Obituary writers can reach back into an era and see how some of the noteworthy figures of the time went on with their lives after the public shifted its attention elsewhere. That was the case with Roland Picaro Low, one of the last surviving Chicago actors from vaudeville’s heyday. For years after his long-running comedy act known as Low, Hite and Stanley broke apart in 1961, he lived in poverty but continued performing wherever and whenever he could–in clubs, barbershops, even as he crossed the street with strangers. In a way, his death at 96 was a sad story, but it was uplifting in that he never stopped entertaining.
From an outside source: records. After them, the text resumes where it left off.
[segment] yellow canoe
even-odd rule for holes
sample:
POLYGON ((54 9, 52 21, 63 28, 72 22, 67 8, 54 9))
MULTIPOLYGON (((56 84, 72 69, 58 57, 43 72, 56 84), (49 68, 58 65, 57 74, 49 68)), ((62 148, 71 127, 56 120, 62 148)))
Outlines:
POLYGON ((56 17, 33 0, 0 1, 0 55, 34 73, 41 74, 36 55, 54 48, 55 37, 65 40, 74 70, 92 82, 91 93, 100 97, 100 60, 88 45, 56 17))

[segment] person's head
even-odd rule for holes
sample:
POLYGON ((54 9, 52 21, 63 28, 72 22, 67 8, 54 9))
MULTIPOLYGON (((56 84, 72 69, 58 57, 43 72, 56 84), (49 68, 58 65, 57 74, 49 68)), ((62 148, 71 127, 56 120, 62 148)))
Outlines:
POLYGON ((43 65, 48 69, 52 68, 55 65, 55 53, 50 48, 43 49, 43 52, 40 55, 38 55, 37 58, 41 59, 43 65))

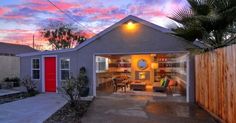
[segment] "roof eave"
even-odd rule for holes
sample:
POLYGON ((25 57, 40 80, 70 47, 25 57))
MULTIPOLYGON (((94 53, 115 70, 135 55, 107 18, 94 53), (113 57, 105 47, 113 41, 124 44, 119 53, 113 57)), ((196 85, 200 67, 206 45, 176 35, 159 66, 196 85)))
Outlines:
POLYGON ((26 53, 26 54, 19 54, 17 56, 19 57, 26 57, 26 56, 35 56, 35 55, 49 55, 49 54, 53 54, 53 53, 63 53, 63 52, 69 52, 69 51, 75 51, 75 50, 79 50, 83 47, 85 47, 86 45, 92 43, 93 41, 95 41, 97 38, 107 34, 108 32, 110 32, 111 30, 113 30, 114 28, 122 25, 123 23, 129 21, 129 20, 133 20, 133 21, 136 21, 136 22, 139 22, 143 25, 146 25, 148 27, 151 27, 155 30, 158 30, 158 31, 161 31, 163 33, 173 33, 171 30, 169 29, 166 29, 166 28, 163 28, 161 26, 158 26, 156 24, 153 24, 151 22, 148 22, 146 20, 143 20, 141 18, 138 18, 136 16, 133 16, 133 15, 129 15, 127 17, 125 17, 124 19, 120 20, 119 22, 113 24, 112 26, 106 28, 105 30, 101 31, 100 33, 98 33, 97 35, 95 35, 94 37, 88 39, 87 41, 83 42, 82 44, 76 46, 75 48, 73 49, 63 49, 63 50, 57 50, 57 51, 47 51, 47 52, 38 52, 38 53, 26 53))

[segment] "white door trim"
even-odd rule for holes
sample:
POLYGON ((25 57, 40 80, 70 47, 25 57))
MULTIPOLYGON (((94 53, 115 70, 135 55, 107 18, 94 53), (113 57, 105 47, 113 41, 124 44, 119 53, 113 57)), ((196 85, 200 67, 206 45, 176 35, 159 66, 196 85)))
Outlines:
POLYGON ((93 96, 97 95, 96 55, 93 55, 93 96))

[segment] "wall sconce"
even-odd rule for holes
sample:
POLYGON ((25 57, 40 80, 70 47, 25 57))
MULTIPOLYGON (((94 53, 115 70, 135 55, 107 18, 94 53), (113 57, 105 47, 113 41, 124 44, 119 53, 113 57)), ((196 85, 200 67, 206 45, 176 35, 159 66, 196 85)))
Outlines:
POLYGON ((153 63, 151 64, 151 68, 152 68, 152 69, 157 69, 158 67, 159 67, 159 64, 158 64, 158 63, 153 62, 153 63))
POLYGON ((135 28, 135 24, 132 21, 129 21, 126 26, 128 30, 133 30, 135 28))

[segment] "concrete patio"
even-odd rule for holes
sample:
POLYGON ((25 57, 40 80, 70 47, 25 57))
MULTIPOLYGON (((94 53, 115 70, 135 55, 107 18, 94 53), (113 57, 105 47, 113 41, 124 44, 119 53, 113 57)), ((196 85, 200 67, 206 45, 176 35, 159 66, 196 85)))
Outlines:
POLYGON ((0 105, 2 123, 42 123, 67 101, 58 94, 46 93, 0 105))
POLYGON ((216 123, 182 97, 110 95, 92 102, 82 123, 216 123))

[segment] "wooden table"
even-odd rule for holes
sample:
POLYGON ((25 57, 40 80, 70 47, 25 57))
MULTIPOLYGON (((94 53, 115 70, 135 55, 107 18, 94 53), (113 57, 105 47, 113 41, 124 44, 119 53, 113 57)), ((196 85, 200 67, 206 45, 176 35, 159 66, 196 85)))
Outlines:
POLYGON ((130 84, 130 89, 145 91, 146 90, 146 83, 145 82, 132 82, 130 84))

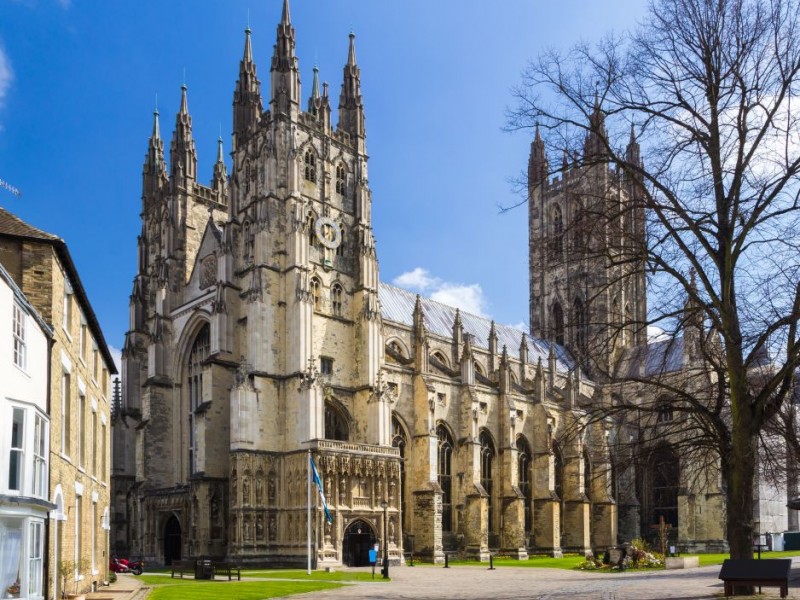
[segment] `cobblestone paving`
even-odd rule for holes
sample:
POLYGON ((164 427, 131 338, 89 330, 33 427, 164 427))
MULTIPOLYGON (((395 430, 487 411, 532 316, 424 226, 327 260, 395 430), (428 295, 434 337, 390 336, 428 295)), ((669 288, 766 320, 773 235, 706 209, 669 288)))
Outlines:
MULTIPOLYGON (((706 600, 721 599, 719 567, 638 573, 585 573, 561 569, 431 566, 392 569, 391 583, 359 583, 292 596, 320 600, 706 600)), ((379 577, 379 575, 378 575, 379 577)), ((764 588, 760 599, 779 598, 764 588)), ((800 600, 800 562, 795 559, 789 598, 800 600)))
When people die in their 80s and 90s, I can focus on their full lives, but when young people die, the untimeliness can be overwhelming. In those cases, focusing on the life is more than just the best way to handle the reporting and writing. It’s the only way to protect myself and my emotions.
On a busy day a few months ago, I found myself speaking with a father of a 15-year-old girl who had just been killed in a Christmas Day ski accident.
“I don’t know if you’re a parent,” he told me, “but there’s nothing worse than losing a child.” I had heard of such feelings before, but this time the words made me wince. Later, as I interviewed friends of his daughter, Kristen Kolar, an image emerged of a girl who had lived fully and passionately while she could. A camper since she was a toddler, she spent many family vacations at national parks and aspired to be a park ranger. She adored the outdoors.
“She became a vegetarian so animals wouldn’t be killed,” her father said. “She was just a good-hearted kid.”
Such emotional tests can lead to growth. An interview with the daughter of Chicago schoolteacher Larry Minkoff was that way. Her dad died at 56 of lung cancer and she sounded about my age. Several years ago, my dad died in the same way at age 62. I had written his obituary and recalled how important it was to our family that his life be remembered properly. I thought about that while preparing Larry Minkoff’s obituary.
I often hear back from families who seem to appreciate our efforts and feel that we care about their loss. That’s probably the most rewarding part of a job that has–as I had hoped–moments worth reflection. If obituary writing is the journalistic equivalent of the last seat in the house, for me, at least, the seat fits fine.